Specific Character and Synonyms.

BUCHNERA viscosa foliis lineari-lanceolatis laxe dentatis subglutinosis, floribus pedunculatis, caule fruticoso. L' Herit. Strip. nov. tom. 2. tab. 34. Ait. Kew. V. 2. p. 357.

Buchnera is a genus of plants established by Linnæus in honour of A. E. Buchner, a German naturalist.

Of this genus, nine species are enumerated in the 14th edition of the Systema Vegetabilium, by Professor Murray.

We learn from Mr. Aiton, that the present species (a native of the Cape) was introduced to the royal garden at Kew in 1774.

It cannot boast much beauty, yet as it occupies but little room, grows readily from cuttings, and flowers during most of the summer: it obtains a place in most greenhouses.


Disandra Prostrata. Trailing Disandra.

Class and Order.

Heptandria Monogynia.

Generic Character.

Cal. sub 7-partitus. Cor. rotata, subseptem-partita. Caps. 2-locularis, polysperma.

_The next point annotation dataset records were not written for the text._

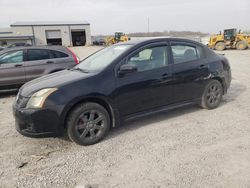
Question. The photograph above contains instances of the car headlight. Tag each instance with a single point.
(37, 99)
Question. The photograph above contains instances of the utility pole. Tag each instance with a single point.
(148, 24)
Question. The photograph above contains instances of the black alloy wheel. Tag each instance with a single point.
(88, 123)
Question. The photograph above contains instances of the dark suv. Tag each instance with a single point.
(121, 82)
(22, 64)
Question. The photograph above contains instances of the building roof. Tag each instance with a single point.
(49, 23)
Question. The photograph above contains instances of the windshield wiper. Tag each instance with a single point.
(79, 69)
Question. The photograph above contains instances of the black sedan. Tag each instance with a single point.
(121, 82)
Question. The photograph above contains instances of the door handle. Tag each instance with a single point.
(202, 66)
(164, 76)
(49, 62)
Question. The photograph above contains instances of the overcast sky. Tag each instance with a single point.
(108, 16)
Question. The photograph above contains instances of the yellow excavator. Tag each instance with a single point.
(229, 39)
(119, 37)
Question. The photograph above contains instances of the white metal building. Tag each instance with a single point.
(47, 33)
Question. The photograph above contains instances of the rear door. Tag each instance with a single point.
(12, 68)
(37, 63)
(189, 68)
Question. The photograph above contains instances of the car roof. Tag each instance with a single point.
(60, 48)
(160, 39)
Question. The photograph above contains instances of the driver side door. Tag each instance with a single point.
(150, 86)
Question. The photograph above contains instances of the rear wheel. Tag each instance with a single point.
(220, 46)
(88, 123)
(212, 95)
(241, 45)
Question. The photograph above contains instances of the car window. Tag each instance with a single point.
(101, 59)
(57, 54)
(184, 53)
(12, 57)
(37, 54)
(149, 58)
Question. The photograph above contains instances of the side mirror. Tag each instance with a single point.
(126, 69)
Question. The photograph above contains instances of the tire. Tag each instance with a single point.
(88, 123)
(220, 46)
(212, 95)
(241, 45)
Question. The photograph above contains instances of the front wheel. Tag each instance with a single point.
(212, 95)
(88, 123)
(241, 45)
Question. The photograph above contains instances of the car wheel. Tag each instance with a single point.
(241, 45)
(212, 95)
(220, 46)
(88, 123)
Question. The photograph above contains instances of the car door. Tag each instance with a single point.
(37, 62)
(11, 68)
(189, 67)
(150, 86)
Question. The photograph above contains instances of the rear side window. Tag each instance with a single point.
(57, 54)
(12, 57)
(185, 53)
(38, 54)
(149, 58)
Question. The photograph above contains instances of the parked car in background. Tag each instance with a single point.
(99, 42)
(22, 64)
(18, 44)
(121, 82)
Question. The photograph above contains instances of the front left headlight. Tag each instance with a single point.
(37, 99)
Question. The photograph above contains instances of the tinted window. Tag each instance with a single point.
(149, 58)
(57, 54)
(101, 59)
(12, 57)
(38, 55)
(184, 53)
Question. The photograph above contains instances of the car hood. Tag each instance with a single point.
(54, 80)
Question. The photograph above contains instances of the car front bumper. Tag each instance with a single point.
(36, 122)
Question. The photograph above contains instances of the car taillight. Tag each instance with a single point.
(76, 59)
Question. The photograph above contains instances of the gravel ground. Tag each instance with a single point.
(187, 147)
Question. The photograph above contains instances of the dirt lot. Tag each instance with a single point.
(188, 147)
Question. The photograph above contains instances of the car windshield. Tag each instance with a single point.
(102, 59)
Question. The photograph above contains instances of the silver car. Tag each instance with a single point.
(22, 64)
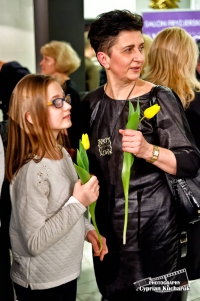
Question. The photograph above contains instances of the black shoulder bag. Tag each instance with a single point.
(186, 191)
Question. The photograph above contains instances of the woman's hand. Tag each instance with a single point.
(88, 193)
(134, 142)
(93, 239)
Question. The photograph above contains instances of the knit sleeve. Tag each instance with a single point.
(44, 219)
(174, 134)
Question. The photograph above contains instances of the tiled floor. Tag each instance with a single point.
(87, 289)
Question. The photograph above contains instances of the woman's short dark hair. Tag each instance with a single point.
(104, 30)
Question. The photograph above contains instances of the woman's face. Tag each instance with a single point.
(126, 56)
(59, 119)
(48, 65)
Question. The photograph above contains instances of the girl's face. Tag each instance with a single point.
(48, 65)
(59, 119)
(126, 59)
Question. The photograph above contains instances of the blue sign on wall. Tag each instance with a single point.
(156, 21)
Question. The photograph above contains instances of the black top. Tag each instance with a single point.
(74, 131)
(193, 117)
(10, 74)
(152, 235)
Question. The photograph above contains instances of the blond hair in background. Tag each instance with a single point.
(147, 44)
(172, 62)
(66, 59)
(26, 140)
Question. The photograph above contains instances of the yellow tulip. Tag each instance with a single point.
(151, 111)
(85, 141)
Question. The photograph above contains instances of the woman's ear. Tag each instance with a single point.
(28, 117)
(103, 59)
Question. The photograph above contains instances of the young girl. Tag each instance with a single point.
(47, 227)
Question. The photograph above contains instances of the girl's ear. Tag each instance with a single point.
(103, 59)
(29, 118)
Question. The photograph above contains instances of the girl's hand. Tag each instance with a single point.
(134, 142)
(88, 193)
(93, 239)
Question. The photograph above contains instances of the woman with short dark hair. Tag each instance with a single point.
(152, 239)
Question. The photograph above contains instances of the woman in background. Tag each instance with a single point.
(172, 62)
(60, 60)
(47, 226)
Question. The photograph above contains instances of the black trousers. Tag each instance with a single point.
(64, 292)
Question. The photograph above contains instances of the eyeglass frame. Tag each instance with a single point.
(66, 99)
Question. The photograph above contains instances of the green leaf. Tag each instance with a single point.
(131, 109)
(133, 122)
(138, 107)
(79, 159)
(92, 213)
(84, 157)
(82, 173)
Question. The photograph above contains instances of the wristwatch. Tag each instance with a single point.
(155, 154)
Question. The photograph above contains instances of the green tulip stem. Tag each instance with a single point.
(141, 119)
(82, 169)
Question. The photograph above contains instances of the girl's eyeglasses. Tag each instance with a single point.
(58, 102)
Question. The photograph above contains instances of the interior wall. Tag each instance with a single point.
(17, 32)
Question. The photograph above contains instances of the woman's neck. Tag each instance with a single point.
(122, 91)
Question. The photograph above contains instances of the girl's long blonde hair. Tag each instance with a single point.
(26, 140)
(172, 62)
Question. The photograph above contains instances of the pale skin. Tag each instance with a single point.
(123, 66)
(88, 193)
(48, 67)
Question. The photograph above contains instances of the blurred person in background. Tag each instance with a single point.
(60, 60)
(198, 62)
(92, 71)
(172, 62)
(147, 44)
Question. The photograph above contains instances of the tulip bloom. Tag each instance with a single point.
(82, 169)
(85, 141)
(151, 112)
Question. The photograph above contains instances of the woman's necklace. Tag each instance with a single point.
(104, 145)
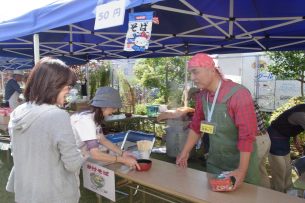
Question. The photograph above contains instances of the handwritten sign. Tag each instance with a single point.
(110, 14)
(99, 180)
(139, 31)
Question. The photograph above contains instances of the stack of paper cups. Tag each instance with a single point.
(144, 154)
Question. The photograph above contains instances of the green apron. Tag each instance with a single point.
(223, 152)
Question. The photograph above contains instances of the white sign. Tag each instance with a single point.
(110, 14)
(139, 31)
(99, 180)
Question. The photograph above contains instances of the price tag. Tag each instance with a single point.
(110, 14)
(209, 128)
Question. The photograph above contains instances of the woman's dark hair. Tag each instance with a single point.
(47, 79)
(98, 115)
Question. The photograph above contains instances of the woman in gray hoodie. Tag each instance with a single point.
(44, 149)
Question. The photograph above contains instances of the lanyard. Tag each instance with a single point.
(210, 111)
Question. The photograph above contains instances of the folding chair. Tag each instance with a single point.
(298, 166)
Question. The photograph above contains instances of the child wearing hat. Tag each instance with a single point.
(87, 128)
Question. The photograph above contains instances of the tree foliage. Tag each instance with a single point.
(288, 65)
(161, 73)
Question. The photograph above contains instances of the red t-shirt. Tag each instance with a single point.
(241, 110)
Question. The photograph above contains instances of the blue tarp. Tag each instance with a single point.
(186, 27)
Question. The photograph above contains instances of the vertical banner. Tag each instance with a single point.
(139, 31)
(99, 180)
(110, 14)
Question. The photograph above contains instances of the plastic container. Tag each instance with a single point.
(145, 164)
(222, 183)
(152, 110)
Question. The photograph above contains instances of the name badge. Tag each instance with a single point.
(207, 127)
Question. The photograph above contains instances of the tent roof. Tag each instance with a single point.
(186, 27)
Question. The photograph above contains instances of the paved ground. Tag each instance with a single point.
(86, 195)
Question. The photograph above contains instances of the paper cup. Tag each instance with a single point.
(144, 154)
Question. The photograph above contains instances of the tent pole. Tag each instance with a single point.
(185, 84)
(36, 47)
(2, 84)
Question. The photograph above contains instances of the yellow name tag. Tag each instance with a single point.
(207, 128)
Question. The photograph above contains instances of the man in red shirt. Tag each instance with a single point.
(225, 111)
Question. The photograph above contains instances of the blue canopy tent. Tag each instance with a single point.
(186, 27)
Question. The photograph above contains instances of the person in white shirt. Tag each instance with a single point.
(88, 132)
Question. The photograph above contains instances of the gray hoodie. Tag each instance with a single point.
(45, 155)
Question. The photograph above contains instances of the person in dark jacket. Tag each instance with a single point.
(288, 124)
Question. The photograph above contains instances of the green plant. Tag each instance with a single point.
(140, 109)
(99, 76)
(291, 102)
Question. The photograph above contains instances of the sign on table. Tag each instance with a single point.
(99, 180)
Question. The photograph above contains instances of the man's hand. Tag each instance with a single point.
(181, 159)
(297, 144)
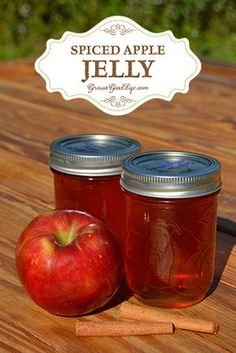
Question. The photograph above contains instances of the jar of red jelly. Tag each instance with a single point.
(87, 172)
(171, 204)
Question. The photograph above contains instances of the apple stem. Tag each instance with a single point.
(65, 238)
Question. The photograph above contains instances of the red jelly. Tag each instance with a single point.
(171, 205)
(87, 172)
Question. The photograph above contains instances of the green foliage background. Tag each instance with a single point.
(209, 25)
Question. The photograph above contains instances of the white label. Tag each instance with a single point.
(118, 65)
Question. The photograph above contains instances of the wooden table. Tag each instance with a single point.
(202, 120)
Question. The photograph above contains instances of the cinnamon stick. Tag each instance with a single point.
(141, 313)
(121, 328)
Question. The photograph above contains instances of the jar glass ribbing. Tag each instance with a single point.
(171, 212)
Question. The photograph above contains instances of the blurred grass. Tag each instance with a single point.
(210, 26)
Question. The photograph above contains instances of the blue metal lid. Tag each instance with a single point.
(91, 155)
(171, 174)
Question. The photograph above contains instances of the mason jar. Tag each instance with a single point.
(170, 226)
(87, 171)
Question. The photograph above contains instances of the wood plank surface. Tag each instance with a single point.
(203, 120)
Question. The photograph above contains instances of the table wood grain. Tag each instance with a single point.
(203, 120)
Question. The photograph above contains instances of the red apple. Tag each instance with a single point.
(69, 262)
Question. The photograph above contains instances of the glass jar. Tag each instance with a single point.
(170, 229)
(87, 172)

Specific Character and Synonyms.

DISANDRA prostrata. Linn. Syst. Vegetab. ed. 14. Murr. Suppl. Pl. p. 32. 214. Ait. Kew, V. 1. p. 493.

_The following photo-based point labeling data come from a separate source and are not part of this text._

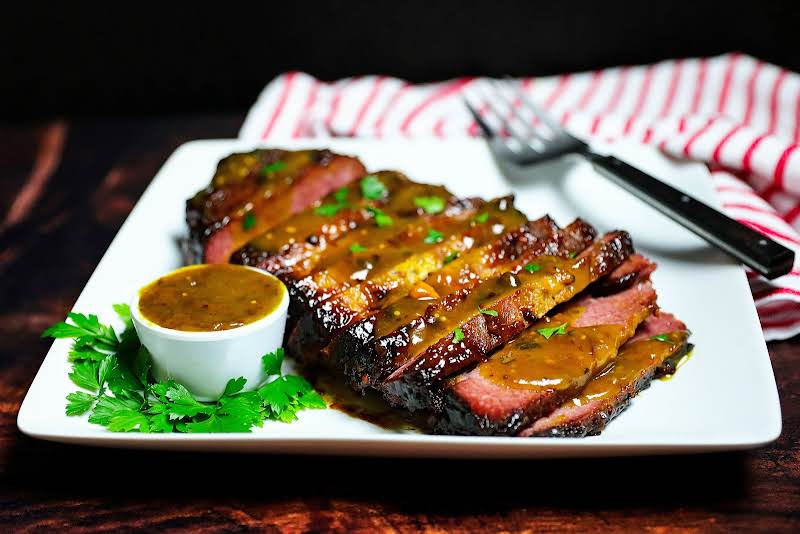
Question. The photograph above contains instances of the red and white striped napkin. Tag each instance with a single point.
(738, 114)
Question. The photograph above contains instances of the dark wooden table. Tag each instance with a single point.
(66, 187)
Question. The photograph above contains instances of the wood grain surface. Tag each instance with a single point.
(66, 188)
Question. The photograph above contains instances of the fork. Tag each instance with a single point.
(517, 141)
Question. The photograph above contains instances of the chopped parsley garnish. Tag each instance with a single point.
(431, 205)
(372, 188)
(273, 167)
(118, 390)
(458, 335)
(249, 221)
(329, 210)
(434, 236)
(381, 219)
(551, 331)
(450, 257)
(341, 195)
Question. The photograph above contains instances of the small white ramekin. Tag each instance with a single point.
(205, 361)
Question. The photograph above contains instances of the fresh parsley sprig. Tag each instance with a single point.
(118, 392)
(340, 203)
(551, 331)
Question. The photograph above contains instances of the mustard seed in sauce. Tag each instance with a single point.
(207, 298)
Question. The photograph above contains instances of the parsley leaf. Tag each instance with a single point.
(458, 335)
(249, 221)
(372, 188)
(341, 195)
(79, 403)
(431, 205)
(132, 402)
(553, 330)
(273, 167)
(434, 236)
(329, 210)
(128, 420)
(381, 219)
(272, 362)
(482, 217)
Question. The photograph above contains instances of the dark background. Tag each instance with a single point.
(71, 59)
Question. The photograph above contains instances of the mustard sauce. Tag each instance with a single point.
(534, 362)
(631, 362)
(562, 360)
(557, 280)
(208, 298)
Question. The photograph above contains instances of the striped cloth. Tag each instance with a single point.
(738, 114)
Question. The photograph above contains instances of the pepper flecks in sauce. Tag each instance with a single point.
(207, 298)
(631, 362)
(558, 280)
(562, 361)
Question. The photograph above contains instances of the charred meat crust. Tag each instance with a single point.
(477, 404)
(516, 311)
(590, 414)
(355, 350)
(267, 187)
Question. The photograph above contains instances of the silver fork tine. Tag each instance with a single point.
(482, 124)
(505, 125)
(543, 116)
(526, 131)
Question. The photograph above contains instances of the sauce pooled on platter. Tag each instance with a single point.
(208, 298)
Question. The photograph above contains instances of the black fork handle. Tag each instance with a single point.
(757, 251)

SIBTHORPIA peregrina. Linn. Sp. Pl. ed. 3. p. 880.

The foliage of this plant greatly resembles that of Ground Ivy, and its branches trail on the ground somewhat in the same manner, extending to the length of several feet; but it is not on the ground that it is best seen, as its flowers are apt to be hid among the leaves: it appears most advantageously when growing in a pot, placed on a pedestal, or in some elevated situation, where its branches may hang carelessly down: thus treated, when fully blown, it becomes a most pleasing object.